Once identified, update your cluster's gen-deploy vars file via the GitOps repo:

app_config:
  istio:
    private_gateway:
      enabled: true
      allowed_principals:
      - arn:aws:iam::012345678910:root

When merged and synced, the system will provision a VPC Endpoint Service in the Cake cluster's AWS account with Private DNS set to *.internal.[YOUR_CLUSTER_HOSTNAME]. If you need to customize this hostname, please reach out to Cake Support. It will take several minutes to provision the Endpoint Service including DNS verification. Once it is finished, you are free to provision VPC Endpoints in the client networks using the service name located in the AWS Console.
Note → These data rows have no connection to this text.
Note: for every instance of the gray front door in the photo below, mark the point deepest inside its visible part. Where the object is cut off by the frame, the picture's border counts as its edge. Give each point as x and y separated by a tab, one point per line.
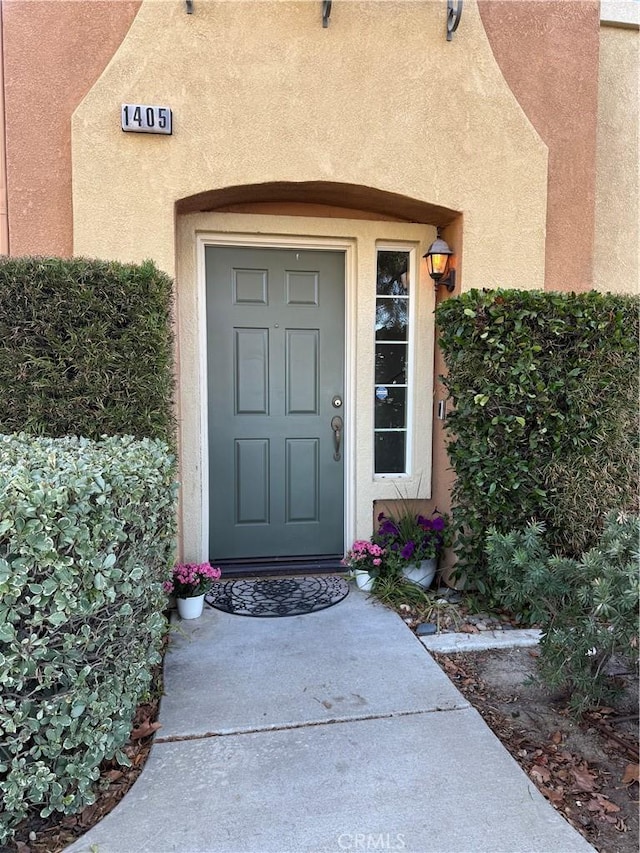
275	330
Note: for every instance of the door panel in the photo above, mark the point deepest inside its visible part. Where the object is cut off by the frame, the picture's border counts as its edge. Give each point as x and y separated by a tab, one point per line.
275	328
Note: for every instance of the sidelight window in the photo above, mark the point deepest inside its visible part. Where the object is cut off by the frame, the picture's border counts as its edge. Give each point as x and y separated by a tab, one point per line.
392	361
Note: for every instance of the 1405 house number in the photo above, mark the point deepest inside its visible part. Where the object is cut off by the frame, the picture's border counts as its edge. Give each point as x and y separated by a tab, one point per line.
143	118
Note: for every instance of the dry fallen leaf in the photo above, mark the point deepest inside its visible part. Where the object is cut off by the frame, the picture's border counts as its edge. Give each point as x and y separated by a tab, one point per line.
554	796
540	773
112	775
144	730
631	772
585	778
599	803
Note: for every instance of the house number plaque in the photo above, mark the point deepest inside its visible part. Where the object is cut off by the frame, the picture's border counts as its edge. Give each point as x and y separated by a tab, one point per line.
143	118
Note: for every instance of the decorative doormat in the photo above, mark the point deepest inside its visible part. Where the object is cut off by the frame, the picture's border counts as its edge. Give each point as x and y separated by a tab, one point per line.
277	596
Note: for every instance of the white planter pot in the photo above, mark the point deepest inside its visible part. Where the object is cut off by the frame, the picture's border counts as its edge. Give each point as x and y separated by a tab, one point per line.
190	608
422	574
364	580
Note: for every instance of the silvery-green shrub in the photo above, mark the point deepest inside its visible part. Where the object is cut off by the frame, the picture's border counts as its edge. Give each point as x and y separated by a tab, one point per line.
87	533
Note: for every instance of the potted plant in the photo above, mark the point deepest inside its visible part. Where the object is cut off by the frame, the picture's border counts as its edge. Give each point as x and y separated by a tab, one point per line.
413	543
189	583
364	558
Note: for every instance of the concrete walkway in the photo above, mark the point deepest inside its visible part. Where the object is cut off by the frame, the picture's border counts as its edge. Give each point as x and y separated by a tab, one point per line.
334	731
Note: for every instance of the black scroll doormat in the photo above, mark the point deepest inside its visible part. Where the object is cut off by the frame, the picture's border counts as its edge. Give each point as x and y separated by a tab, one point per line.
277	596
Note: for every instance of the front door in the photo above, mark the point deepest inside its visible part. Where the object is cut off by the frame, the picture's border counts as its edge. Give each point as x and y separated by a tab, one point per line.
275	331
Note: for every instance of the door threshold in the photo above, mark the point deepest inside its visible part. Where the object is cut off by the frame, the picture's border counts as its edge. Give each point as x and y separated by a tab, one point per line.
280	566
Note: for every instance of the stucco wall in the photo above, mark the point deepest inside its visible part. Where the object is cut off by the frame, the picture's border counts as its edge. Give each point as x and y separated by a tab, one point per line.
53	53
263	93
617	243
548	52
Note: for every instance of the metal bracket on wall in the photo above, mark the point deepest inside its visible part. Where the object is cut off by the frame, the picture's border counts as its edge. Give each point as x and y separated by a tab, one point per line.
454	13
326	12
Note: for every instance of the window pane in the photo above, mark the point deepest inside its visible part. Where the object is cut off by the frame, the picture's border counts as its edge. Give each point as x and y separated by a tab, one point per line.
392	319
389	452
390	407
391	364
392	273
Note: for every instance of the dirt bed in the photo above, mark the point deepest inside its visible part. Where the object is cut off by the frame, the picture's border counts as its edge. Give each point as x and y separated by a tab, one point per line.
587	769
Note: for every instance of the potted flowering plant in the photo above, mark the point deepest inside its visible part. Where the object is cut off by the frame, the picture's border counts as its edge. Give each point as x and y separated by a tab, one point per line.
365	559
189	583
413	543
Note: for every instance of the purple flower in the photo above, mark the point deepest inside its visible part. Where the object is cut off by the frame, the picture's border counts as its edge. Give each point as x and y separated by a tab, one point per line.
407	551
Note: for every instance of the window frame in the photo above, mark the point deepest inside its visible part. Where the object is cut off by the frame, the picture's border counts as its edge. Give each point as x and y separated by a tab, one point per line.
413	270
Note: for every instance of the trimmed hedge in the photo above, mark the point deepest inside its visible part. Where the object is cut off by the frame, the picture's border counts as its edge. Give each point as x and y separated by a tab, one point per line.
87	535
86	348
545	423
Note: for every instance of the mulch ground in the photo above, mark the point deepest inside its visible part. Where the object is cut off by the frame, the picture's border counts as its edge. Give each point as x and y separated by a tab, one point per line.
587	769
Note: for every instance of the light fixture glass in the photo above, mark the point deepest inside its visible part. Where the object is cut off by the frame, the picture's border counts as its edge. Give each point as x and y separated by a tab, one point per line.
438	257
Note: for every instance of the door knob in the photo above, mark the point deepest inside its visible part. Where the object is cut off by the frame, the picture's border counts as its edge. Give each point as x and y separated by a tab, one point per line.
336	426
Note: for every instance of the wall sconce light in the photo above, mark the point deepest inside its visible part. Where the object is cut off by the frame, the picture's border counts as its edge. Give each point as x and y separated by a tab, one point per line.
438	257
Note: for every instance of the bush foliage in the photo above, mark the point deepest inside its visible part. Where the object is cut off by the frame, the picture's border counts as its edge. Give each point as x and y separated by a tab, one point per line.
85	348
545	423
588	608
86	539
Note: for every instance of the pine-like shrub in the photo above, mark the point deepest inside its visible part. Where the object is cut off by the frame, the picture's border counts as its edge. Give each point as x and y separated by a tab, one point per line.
86	348
587	608
87	535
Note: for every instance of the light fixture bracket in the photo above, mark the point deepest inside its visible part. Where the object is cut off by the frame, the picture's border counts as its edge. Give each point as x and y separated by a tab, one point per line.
449	281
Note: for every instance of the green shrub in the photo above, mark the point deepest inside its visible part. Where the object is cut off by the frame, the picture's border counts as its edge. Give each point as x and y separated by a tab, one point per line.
86	348
86	538
588	608
545	423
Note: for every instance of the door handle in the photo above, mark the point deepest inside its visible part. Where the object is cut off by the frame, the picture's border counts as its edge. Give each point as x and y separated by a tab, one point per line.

Once the gateway is provisioned, you can enable the gateway for any applications you'd like to expose via gen-deploy vars. E.g.:

app_config:
  litellm:
    enabled: true
    settings:
      allow_private_gateway: true

How it works

Cake Private Gateway uses AWS PrivateLink for cross-VPC network connectivity. In the network diagram below, the Cake cluster is the service provider and the client VPCs are service consumers.

architecture diagram

Everything in the "Service provider VPC" is managed by Cake infra-as-code deploy automation. It is the responsibility of the Cake user to provision VPC endpoints and any other client-side resources.

For the avoidance of doubt, the Private Gateway maintains defense in depth for network-level security by only permitting specific AWS principals to create connected VPC endpoints. No public Internet traffic is allowed through the Private Gateway. Connectivity is unidirectional, meaning the Cake cluster is unable to initiate outbound requests to services hosted in the client VPCs. All traffic is logged and monitored in the same manner as the default ingress gateway.

Limitations

As of October 2025, Cake only supports same-region VPC connectivity. The Cake Private Gateway is also subject to the limitations and considerations of AWS PrivateLink endpoint services.